カーライル公爵が守りたいもの。その1
「おい・・・いつまで見送っているんだ」
俺は馬車が見えなくなっても、動こうとしないスタンディッシュに向かって言った。
「楽しい時間はあっという間だね・・・。でも、恋人達の逢瀬は短いくらいがいいのかもしれないね・・・」
「意味が分からない」
と、言うより、気持ちが悪い。
「ロクサーヌもそのうち分かるさ」
スタンディッシュは振り返ると、「それより、僕は今夜、ワイルブリッジ家の晩餐会に出席することになっているから、君とどこかに行く予定なんかないはずだよね?」
「そりゃ、『この後、愛人に会いに行くから、一緒には帰れない』なんて、言えるわけがないだろう」
スタンディッシュは肩をすくめて、
「まあ、いいや。送ってあげるよ。話もあるし」
「助かる。俺、何か凄く疲れたんだよな」
「植物園をちょっと散策しただけで?鈍ってるんじゃない?」
「違う。気疲れってやつだ。清く正しいデートなんて初めてだったからな。もう二度としたくない。いちいち人の目を気にしてやらなきゃならない。どうでもいい質問にも丁寧に答えなきゃならない。相手が関心を示した物には俺も関心のある振りをしなきゃならない。あー、本当に二度と御免だ。・・・そう考えると、愛人は素晴らしいよな。ドレスを褒めなくても、庭園を散策しなくても、ベッドに入りさえすれば、楽しませてくれるんだからな」
「身も蓋も無いことを・・・僕はクロエと一緒だったら、何でも楽しいけどなあ。今日も楽しかったよ。アップルパイも美味しかったし、ロクサーヌはいい店を知っているな」
「ああ。愛人に教えてもらった」
「あー。やっぱりー」
それから、俺はラムズフォード家の馬車に乗り込んだ。
スタンディッシュは上着を脱ぎながら、
「あ、そうそう。さっき、別れ際に『キャスちゃん』がどうとかって言ってなかった?どういうこと?」
「ああ。俺の名付け子になる予定の子」
「はあ?」
「だから・・・」
俺はスタンディッシュにマリアンナ・ヒルグレーヴが花の名前を自分の娘につけたいと言っていた話をした。
「そのうち枯れるような物の名前を娘につけたいだなんて、俺には理解不能だ」
スタンディッシュは愉快そうに笑ってから、
「いいじゃないか。
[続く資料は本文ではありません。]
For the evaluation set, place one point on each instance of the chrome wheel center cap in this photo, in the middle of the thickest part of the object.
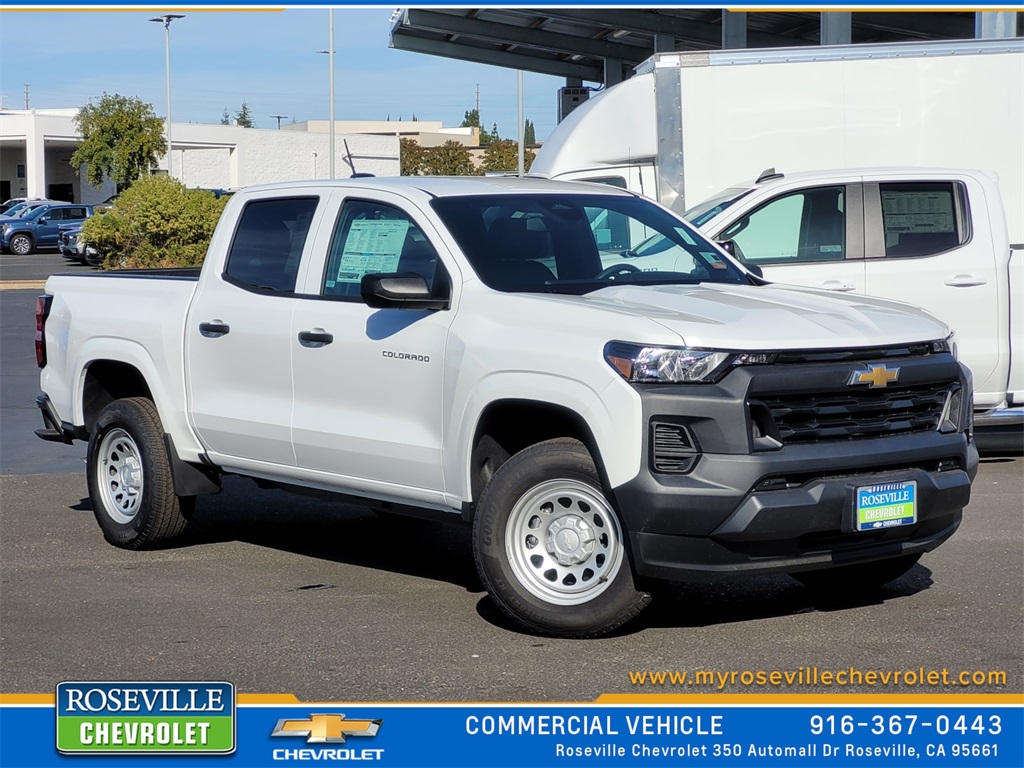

『カサンドラ』も『キャロライン』も、実際、人の名前として有り得ない物じゃない。それに、『デイジー』、『アイリス』、『マーガレット』、『ローズマリー』・・・そんな名前も良く聞くしね。あれ?『ローズマリー』って、花だっけ?料理に使うよね?」
俺は鼻を鳴らして、
「『ローズマリー』が花でも低木でもどうでもいいよ。・・・それより、『カサンドラ』でも『キャロライン』でも、どっちでもいいよ。知るかよ。って、言わなかった自分を褒めてやりたいよ。どっちがいいかと聞かれて、面食ったもんな。響きが美しいだとか可愛いとか、俺、自分で言ったくせに、自分でも意味が分からなかった。響きって、何だ?って、今頃になって、思うよ」
スタンディッシュは腹を抱えて、笑うと、
「ロクサーヌ!大変だったな!君には絶対に向かない話題だ!」
俺はどっと疲れを感じて、背もたれに深く身を預けると、
「あの娘、美人だけど、ちょっと変わってるよな」
見た目に騙されてしまうが、絶対に変わり者だ。
「いい娘じゃないか。ロクサーヌのことが好きなんじゃないか?」
「いや、あの娘はグラントに惚れてるんだよ」
すると、スタンディッシュは眉を下げて、
「それは不憫になあ・・・はぁ・・・」
「あんたが落ち込まなくてもいいだろう」
今頃、クロエが愛人がいるかもしれないから、俺には関わらない方がいいだのなんだのと、マリアンナ・ヒルグレーヴに忠告してくれているはずだ。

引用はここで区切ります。